May 5, 2013

Never lose sight of who God is…


If I’m learning anything in this late-life effort to finish a master’s degree, it is that a person’s view of God affects all that we think or do. That is, if my foundation and end goals are anything other than God, then I have made another god, for He alone is the first and the last. There is no one or nothing that can be what He is or do what He can do — unless I tell myself lies and refuse to worship Him.
Thus says the Lord, the King of Israel and his Redeemer, the Lord of hosts: “I am the first and I am the last; besides me there is no god. Who is like me? Let him proclaim it. Let him declare and set it before me, since I appointed an ancient people. Let them declare what is to come, and what will happen. Fear not, nor be afraid; have I not told you from of old and declared it? And you are my witnesses! Is there a God besides me? There is no Rock; I know not any.” (Isaiah 44:6–8)

Today’s devotional says that to deny the transcendence of Almighty God puts my moral life in danger for when God is not God (in my estimation only, for what I think does not change who He is), then good ceases to be beautiful and sin ceases to be ugly. Whenever my idea of good and my evaluation of evil begin to blur and I treat neither as important, then I have lost the wonder of God, His holiness and surpassing excellence.

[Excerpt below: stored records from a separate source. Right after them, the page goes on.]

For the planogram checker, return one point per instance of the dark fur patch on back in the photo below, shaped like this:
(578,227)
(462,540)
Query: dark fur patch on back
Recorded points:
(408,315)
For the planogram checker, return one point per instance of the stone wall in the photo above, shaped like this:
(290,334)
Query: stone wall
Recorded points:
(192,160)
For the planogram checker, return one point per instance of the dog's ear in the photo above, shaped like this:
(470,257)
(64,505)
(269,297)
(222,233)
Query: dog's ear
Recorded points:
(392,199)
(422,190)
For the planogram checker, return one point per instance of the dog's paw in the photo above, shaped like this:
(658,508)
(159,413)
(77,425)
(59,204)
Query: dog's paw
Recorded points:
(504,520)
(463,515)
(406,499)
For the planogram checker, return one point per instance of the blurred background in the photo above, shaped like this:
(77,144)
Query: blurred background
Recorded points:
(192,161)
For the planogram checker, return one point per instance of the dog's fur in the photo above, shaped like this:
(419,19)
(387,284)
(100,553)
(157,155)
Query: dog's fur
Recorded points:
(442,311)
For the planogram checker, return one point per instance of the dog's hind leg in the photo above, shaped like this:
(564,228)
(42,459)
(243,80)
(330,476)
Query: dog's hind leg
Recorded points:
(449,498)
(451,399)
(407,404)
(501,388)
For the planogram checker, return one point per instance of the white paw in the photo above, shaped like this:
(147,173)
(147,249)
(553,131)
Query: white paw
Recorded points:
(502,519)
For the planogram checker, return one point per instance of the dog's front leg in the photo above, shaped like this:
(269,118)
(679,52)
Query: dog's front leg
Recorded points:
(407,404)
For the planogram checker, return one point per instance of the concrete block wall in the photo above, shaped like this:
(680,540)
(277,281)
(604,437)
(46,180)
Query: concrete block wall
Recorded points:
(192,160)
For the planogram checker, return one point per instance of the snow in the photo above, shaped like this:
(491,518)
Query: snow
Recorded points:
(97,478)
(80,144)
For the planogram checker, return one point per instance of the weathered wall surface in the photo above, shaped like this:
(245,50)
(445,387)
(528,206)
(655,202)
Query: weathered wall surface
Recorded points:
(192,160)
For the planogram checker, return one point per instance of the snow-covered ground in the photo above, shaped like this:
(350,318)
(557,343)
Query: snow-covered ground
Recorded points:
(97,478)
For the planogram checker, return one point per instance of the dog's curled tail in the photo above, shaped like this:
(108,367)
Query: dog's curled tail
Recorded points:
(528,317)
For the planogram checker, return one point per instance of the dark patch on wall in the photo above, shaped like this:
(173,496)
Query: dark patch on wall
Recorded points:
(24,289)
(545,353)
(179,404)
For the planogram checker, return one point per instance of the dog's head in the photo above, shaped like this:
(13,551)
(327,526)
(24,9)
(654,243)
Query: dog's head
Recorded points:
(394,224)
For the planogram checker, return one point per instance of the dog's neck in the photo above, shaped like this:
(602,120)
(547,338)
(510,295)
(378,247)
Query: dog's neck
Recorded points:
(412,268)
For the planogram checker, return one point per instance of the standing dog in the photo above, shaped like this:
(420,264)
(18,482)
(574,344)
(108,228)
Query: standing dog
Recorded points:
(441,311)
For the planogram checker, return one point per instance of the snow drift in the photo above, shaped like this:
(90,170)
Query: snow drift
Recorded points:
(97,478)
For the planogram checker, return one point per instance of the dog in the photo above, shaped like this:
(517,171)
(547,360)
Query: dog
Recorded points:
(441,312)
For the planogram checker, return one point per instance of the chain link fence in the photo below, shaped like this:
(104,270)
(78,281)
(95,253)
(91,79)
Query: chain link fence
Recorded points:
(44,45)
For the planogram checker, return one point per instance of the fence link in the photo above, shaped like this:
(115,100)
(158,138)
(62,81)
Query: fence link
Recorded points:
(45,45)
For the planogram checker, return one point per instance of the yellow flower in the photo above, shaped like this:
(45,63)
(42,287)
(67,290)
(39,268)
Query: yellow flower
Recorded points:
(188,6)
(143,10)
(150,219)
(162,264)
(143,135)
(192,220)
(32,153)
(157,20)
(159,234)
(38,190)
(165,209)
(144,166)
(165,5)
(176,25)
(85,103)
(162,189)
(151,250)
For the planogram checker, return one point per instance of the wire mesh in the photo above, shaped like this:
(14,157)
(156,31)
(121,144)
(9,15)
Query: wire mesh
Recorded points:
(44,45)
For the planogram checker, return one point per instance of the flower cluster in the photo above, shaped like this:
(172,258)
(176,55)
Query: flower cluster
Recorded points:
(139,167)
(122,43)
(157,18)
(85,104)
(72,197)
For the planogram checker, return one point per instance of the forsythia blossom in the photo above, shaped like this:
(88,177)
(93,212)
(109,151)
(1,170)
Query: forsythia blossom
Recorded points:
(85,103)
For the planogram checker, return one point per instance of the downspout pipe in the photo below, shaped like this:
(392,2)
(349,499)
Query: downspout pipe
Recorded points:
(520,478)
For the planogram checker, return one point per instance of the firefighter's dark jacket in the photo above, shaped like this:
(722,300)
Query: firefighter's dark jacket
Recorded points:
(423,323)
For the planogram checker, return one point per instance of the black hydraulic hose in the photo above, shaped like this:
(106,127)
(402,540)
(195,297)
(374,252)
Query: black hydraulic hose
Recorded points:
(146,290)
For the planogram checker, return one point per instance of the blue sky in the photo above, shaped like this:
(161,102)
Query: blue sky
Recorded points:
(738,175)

Writers are told to be careful with protagonists and villains for there is good and evil in all. That is, show the quirks in your hero and the soft side of your antagonist. Make them real, not flat, uninteresting and unbelievable. While I agree with that advice, we are also told that the human race really has no authority to say what is right and what is wrong. For many the divine Word, “Thou shalt not” is passé, and there is no atonement for guilt, even no guilt because there is no Spirit of a holy God to convince of sin. If God is acknowledged, He is kindly — like a grandfather, or absent like many contemporary fathers. Such thinking confuses good with evil and messes with my conscience.

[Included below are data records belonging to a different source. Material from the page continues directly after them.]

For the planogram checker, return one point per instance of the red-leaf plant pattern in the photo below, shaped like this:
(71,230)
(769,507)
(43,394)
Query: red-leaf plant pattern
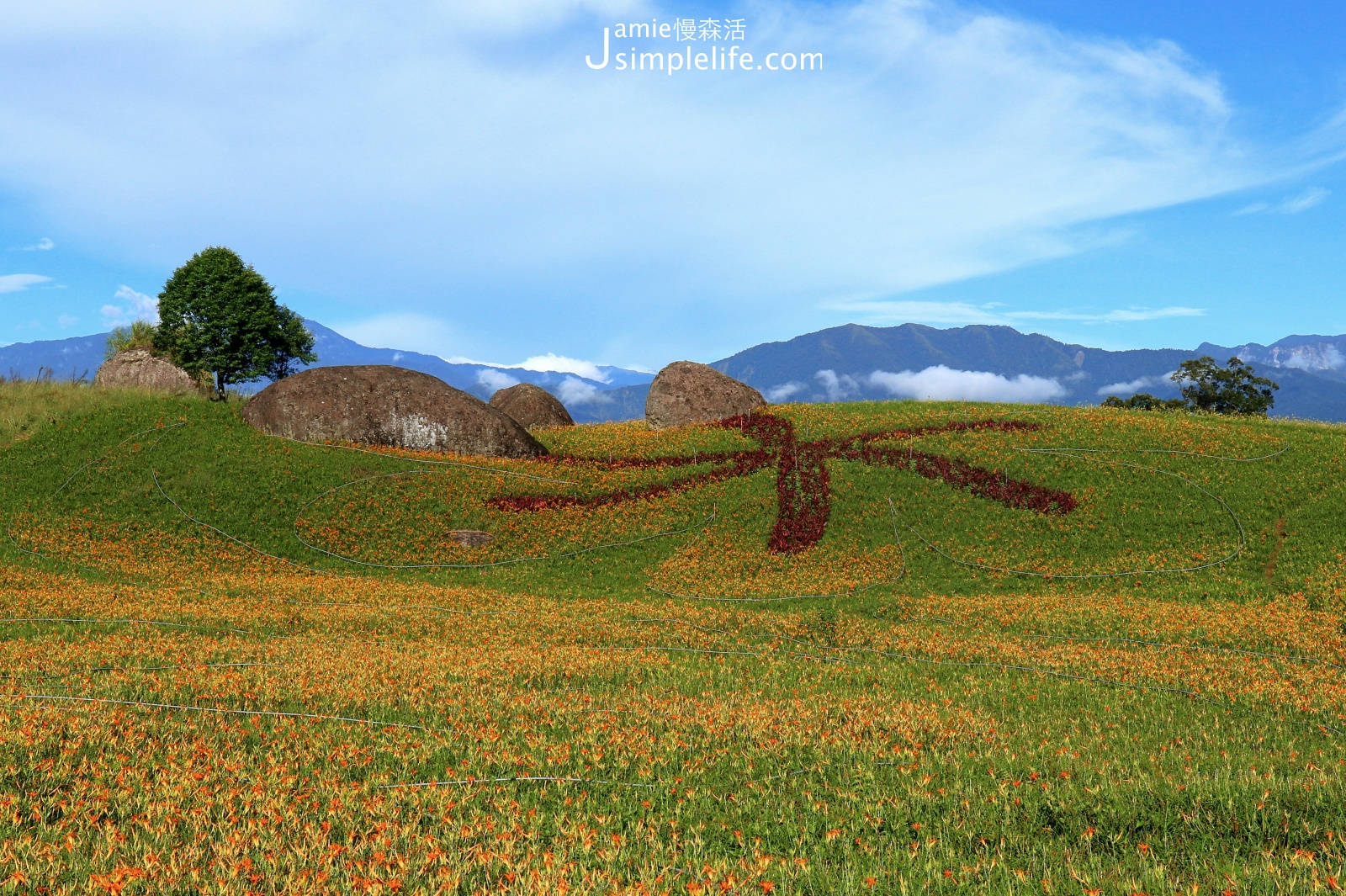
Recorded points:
(803,480)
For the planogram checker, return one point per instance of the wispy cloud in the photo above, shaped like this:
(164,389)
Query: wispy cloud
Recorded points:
(135,305)
(560,363)
(545,363)
(495,379)
(949,141)
(18,283)
(946,384)
(404,330)
(787,390)
(962,314)
(1121,315)
(1290,204)
(576,392)
(838,388)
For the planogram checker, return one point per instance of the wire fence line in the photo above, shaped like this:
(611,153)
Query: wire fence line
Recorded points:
(1184,692)
(141,704)
(141,669)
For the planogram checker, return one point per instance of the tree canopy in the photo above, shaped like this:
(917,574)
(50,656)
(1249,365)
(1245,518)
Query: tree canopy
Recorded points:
(1204,385)
(219,315)
(1224,390)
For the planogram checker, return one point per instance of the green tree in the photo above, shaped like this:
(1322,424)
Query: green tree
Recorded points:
(1144,401)
(220,316)
(1224,390)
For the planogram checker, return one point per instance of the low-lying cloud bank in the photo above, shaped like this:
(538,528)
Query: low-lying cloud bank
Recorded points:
(932,384)
(946,384)
(1131,388)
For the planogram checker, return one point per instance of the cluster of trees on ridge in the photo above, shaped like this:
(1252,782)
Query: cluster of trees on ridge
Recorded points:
(220,319)
(1204,385)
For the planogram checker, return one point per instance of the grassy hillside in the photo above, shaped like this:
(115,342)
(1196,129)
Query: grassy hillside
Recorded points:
(983,649)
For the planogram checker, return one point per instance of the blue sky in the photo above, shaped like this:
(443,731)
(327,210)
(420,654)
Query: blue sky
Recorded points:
(453,177)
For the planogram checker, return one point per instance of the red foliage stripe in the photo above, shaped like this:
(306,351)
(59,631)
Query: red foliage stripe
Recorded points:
(803,480)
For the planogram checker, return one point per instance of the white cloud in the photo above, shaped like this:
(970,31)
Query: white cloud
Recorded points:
(495,379)
(1290,204)
(962,314)
(136,305)
(18,283)
(576,392)
(776,395)
(545,363)
(405,331)
(501,182)
(946,384)
(560,363)
(838,388)
(1126,389)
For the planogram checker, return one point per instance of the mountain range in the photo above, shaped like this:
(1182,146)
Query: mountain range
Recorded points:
(841,363)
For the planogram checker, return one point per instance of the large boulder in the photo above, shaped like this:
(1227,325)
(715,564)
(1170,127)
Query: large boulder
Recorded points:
(143,368)
(686,392)
(532,406)
(381,406)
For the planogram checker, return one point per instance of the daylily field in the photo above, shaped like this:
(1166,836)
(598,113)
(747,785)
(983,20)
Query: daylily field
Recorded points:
(902,647)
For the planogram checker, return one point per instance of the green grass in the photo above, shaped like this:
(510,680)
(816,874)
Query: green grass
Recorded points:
(1229,794)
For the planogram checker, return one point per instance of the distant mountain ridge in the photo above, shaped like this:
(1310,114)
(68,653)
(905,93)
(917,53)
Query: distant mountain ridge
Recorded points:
(843,363)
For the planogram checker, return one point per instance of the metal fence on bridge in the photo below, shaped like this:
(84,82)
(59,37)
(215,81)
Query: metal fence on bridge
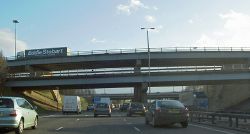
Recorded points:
(153,50)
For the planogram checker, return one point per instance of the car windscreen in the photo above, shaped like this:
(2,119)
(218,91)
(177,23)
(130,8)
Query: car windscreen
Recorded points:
(136,105)
(170,104)
(102,105)
(6,103)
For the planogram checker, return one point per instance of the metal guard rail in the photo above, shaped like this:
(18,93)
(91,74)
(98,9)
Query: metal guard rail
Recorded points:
(230,120)
(152,50)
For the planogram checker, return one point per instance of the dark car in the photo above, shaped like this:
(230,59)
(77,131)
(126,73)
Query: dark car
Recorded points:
(167,112)
(136,108)
(124,107)
(102,109)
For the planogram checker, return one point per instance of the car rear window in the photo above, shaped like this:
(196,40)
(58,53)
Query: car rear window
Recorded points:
(136,105)
(6,103)
(102,105)
(170,104)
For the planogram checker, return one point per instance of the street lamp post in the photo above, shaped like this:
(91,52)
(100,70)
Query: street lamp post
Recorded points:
(147,29)
(15,22)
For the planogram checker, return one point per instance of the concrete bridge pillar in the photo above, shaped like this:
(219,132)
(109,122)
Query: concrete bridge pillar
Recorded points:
(140,93)
(140,90)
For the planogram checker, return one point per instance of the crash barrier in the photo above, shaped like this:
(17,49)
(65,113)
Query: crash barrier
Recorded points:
(238,121)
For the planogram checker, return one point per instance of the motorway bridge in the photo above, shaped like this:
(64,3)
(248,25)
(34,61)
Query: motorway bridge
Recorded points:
(158,95)
(129,68)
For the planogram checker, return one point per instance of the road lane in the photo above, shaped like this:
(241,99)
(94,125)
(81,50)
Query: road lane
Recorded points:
(82,124)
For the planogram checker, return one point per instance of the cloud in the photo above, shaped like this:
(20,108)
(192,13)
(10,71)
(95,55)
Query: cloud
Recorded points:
(94,40)
(7,43)
(150,19)
(155,8)
(234,33)
(132,6)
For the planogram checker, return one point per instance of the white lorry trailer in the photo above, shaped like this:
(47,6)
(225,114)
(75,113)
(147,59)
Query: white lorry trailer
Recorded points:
(71,104)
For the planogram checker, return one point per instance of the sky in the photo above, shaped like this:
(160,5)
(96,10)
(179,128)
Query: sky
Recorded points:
(84,25)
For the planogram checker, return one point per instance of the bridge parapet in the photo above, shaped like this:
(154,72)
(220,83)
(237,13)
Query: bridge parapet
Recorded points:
(145,50)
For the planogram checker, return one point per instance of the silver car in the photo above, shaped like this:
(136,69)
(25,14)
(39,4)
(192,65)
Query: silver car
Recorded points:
(167,112)
(102,109)
(17,113)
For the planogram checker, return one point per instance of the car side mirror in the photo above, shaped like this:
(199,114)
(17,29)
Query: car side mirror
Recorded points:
(35,107)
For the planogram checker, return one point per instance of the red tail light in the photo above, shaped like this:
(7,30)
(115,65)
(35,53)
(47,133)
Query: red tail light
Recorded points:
(13,113)
(158,109)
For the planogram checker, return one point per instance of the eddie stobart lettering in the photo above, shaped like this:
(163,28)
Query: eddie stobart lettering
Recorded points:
(47,52)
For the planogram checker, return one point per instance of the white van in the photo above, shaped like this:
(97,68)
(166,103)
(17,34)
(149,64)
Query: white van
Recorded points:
(71,104)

I’m a closet fiction writer with a strong imagination for plot, yet I also realize that logical outcomes do not work either. The world wants ‘out of the box’ thinking but it must fit their worldview. That is, my hero can be good or bad, but never weak. In story life, the weak do not win, nor do those who worship God. Both are seen as powerless because the idea is that God is weak, powerless, even absent, and certainly not holy or excellent.

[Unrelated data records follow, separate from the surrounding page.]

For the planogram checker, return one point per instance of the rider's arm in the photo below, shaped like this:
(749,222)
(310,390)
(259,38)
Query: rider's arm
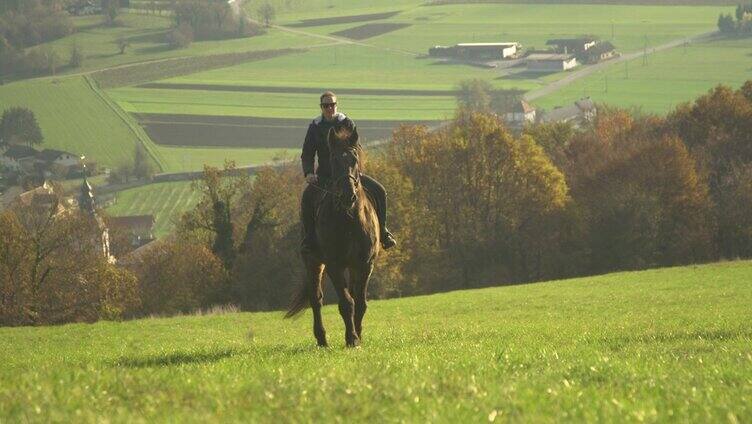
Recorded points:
(309,150)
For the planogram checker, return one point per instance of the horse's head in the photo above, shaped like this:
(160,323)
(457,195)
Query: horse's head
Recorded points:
(344,154)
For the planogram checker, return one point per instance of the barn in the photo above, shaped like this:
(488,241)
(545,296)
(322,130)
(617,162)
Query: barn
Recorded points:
(540,62)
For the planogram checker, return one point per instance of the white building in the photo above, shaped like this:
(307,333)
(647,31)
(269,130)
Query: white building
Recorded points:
(541,62)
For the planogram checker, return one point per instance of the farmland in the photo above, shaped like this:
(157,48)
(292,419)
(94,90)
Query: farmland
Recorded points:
(667,79)
(166,201)
(659,345)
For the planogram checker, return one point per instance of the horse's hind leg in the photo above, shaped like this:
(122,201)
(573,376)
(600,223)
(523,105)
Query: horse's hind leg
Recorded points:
(316,271)
(360,288)
(346,305)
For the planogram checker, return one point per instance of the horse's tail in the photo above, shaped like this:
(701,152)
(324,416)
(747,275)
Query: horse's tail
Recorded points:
(300,301)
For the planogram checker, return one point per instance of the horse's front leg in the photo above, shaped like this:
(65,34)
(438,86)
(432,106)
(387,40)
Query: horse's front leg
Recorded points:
(315,274)
(346,304)
(360,288)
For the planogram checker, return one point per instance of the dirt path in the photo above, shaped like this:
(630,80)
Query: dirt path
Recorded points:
(589,70)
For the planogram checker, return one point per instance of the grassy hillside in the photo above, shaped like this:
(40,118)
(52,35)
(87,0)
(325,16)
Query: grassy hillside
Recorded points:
(667,79)
(166,201)
(661,345)
(74,117)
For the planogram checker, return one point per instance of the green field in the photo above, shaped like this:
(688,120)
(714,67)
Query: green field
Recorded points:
(669,78)
(166,201)
(146,37)
(662,345)
(181,159)
(73,117)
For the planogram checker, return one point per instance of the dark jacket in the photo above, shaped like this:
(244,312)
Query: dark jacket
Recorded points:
(316,144)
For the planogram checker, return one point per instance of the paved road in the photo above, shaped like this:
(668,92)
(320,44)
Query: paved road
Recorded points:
(588,70)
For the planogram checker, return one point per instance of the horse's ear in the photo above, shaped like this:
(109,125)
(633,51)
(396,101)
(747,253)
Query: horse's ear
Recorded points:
(353,139)
(331,138)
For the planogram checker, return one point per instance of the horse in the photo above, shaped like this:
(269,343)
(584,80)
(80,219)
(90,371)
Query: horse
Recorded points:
(347,230)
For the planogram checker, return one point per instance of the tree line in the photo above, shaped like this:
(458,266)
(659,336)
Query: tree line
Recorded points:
(739,24)
(476,205)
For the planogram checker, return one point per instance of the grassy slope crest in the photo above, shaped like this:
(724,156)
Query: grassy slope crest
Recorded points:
(657,345)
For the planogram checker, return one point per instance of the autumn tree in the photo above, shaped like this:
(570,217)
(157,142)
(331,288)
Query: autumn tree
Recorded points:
(212,219)
(487,192)
(53,268)
(19,125)
(178,276)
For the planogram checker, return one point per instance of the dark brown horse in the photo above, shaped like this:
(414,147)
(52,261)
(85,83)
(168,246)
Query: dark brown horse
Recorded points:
(347,231)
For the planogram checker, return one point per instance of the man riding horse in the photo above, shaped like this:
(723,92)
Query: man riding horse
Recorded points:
(316,146)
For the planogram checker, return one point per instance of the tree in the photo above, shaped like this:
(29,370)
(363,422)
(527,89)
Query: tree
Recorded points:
(111,9)
(19,125)
(179,276)
(52,269)
(726,24)
(142,165)
(76,56)
(213,220)
(267,13)
(123,44)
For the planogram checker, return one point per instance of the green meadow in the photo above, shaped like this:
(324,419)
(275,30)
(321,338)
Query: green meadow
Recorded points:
(75,118)
(146,35)
(533,24)
(183,159)
(655,346)
(166,201)
(666,79)
(278,105)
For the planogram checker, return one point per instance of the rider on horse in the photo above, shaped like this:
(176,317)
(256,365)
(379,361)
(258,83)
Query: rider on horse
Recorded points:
(316,145)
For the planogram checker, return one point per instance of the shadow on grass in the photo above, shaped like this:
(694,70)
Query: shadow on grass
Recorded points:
(619,342)
(526,75)
(176,358)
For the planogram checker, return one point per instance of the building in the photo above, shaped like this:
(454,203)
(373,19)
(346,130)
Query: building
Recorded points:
(18,157)
(601,51)
(572,45)
(139,228)
(541,62)
(58,157)
(477,51)
(579,112)
(520,113)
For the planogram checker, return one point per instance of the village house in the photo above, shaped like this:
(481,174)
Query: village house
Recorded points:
(542,62)
(519,114)
(578,113)
(477,51)
(24,159)
(138,228)
(572,45)
(18,158)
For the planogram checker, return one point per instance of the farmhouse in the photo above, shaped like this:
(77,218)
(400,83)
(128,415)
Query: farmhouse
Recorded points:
(139,228)
(18,157)
(58,157)
(519,114)
(572,45)
(477,51)
(541,62)
(579,112)
(601,51)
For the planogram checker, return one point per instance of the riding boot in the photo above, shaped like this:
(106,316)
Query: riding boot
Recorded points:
(307,218)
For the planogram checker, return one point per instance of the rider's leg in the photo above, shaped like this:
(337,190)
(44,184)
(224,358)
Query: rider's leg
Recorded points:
(379,193)
(307,212)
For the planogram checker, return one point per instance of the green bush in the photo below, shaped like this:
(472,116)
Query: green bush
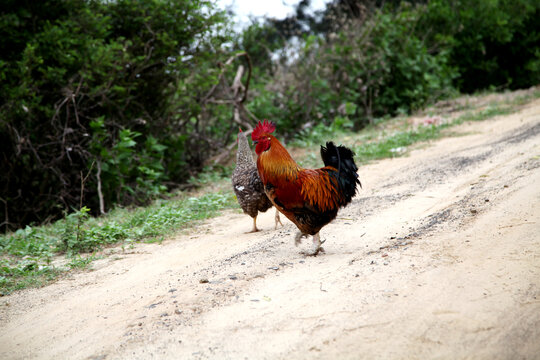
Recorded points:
(113,89)
(368,69)
(491,43)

In this week’s lectures, one of my professors says that God seems bent on carrying out His work on earth with one arm tied behind His back. That is, the church and individual Christians are weak and unable. We seem like the ‘heroes’ in a bad book of fiction, or worse, the villains. However, the Bible says God uses those who are weak to demonstrate His great power. Paul expressed it concerning his own status. As the “hero” of the faith, he was not perfect or strong, but weak.

So to keep me from becoming conceited because of the surpassing greatness of the revelations, a thorn was given me in the flesh, a messenger of Satan to harass me, to keep me from becoming conceited. Three times I pleaded with the Lord about this, that it should leave me. But he said to me, “My grace is sufficient for you, for my power is made perfect in weakness.” Therefore I will boast all the more gladly of my weaknesses, so that the power of Christ may rest upon me. For the sake of Christ, then, I am content with weaknesses, insults, hardships, persecutions, and calamities. For when I am weak, then I am strong. (2 Corinthians 12:7–10)

Again, this goes back to my ideas about a transcendent God. If God is God, then I am nothing and must be okay with that. Weakness makes me rely on Him, but so does having a strong concept of who He is, of His transcendence. If I decide He is anything less (even though He cannot be anything less), then I will rely on myself and my own ideas, and thus write a confusing and foolish plot for my own life.